As Megan and Joshua filled all of their canteens and laid out items to pack by the door that connected the living room to the garage, Malorie checked out the pickup and took it on a short test drive.
She returned and started looking under the hood. Meanwhile, Joshua used some 409 spray cleaner and rags to carefully wash the portions of the door panels that had the painted advertising text and logos. He then neatly masked off rectangles around them, backed with scrap paper left over from Jean and Leo’s homeschooling, to protect from overspray. Two coats of paint, with a twenty-five-minute delay between the first and second coats, made the Chem-Dry logos and the area code 270-prefix phone numbers disappear. The rectangles were a full shade darker than the rest of the truck, but at least the truck now looked much less distinctive. Once the paint was dry, Joshua peeled off the masking tape and scrap paper and put them in a paper bag, along with the empty spray-paint cans. Megan was about to toss this in the trash can, when Joshua snatched it away, and said, “We can’t leave clues like that around for the MPs.” He stowed the bag next to the gas cans in the bed of the pickup.
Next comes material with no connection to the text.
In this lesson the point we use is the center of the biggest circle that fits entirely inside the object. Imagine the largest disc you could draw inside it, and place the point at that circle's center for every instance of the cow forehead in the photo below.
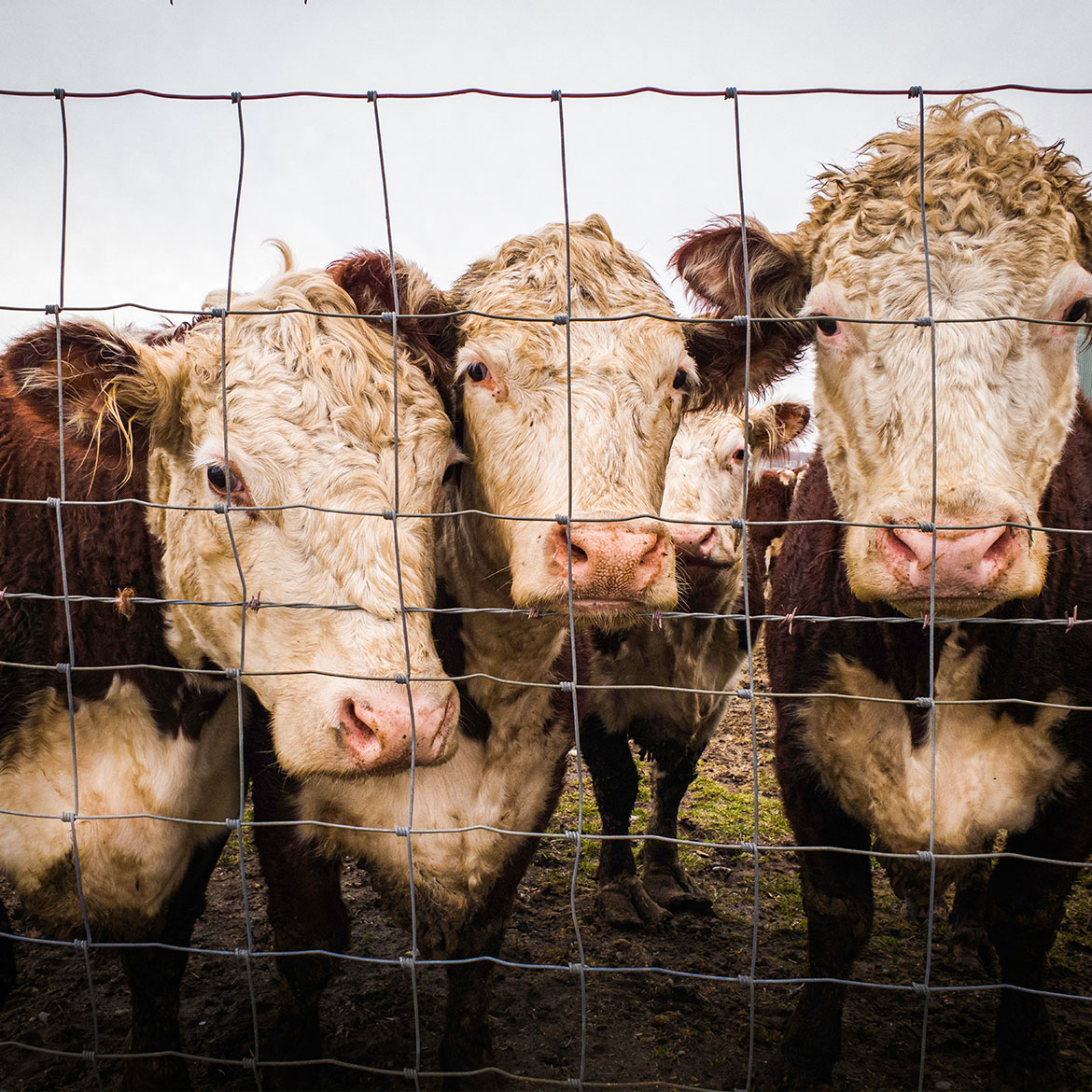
(531, 275)
(332, 379)
(990, 188)
(533, 355)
As they positioned a sheet of scrap cardboard over the two rows of gas cans, Malorie rattled off a report on her inspection of the pickup. “There’s no time to drop the transmission pan, but the color of the transmission fluid on the dipstick looks decent, and it shifts smoothly. The oil was one quart low, and with a hundred and ninety-two thousand miles on the clock, I suspect that it’s starting to burn some oil. The oil didn’t look dark. The tires are in fair shape and their pressure was fine except the left rear, which I brought up with the hand pump. The engine compression seems decent, and the serpentine belt should be good for several thousand more miles. The body is in fair shape but the rear wheel wells are rusted out. The shocks are iffy, but with the load we’ll be carrying, they should suffice. The gas gauge reads seven-eighths full, if that can be trusted. I checked the owner’s manual, and that shows this rig has a twenty-eight-gallon tank. Conservatively assuming fifteen miles per gallon on the highway, that gives us a four-hundred-twenty-mile range. Those five-gallon cans will provide another seven hundred fifty miles. Not bad. The power steering fluid is a bit on the dark side, but the power-steering pump itself doesn’t sound noisy. No noise from the water pump, either. There is a little slop in the steering wheel, but it’ll do. The brakes seem firm, and while I’d prefer to pull the hubs to do an inspection, there’s not enough time. The battery has full cells, but the terminals look a little snowy. Hoses look good and feel supple, but you never know with a vehicle that’s been parked for a long time. In summary, I’d say that whoever owned this pickup must’ve taken pretty good care of it—at least mechanically. Too bad that it isn’t four-wheel drive, but beggars can’t be choosers.”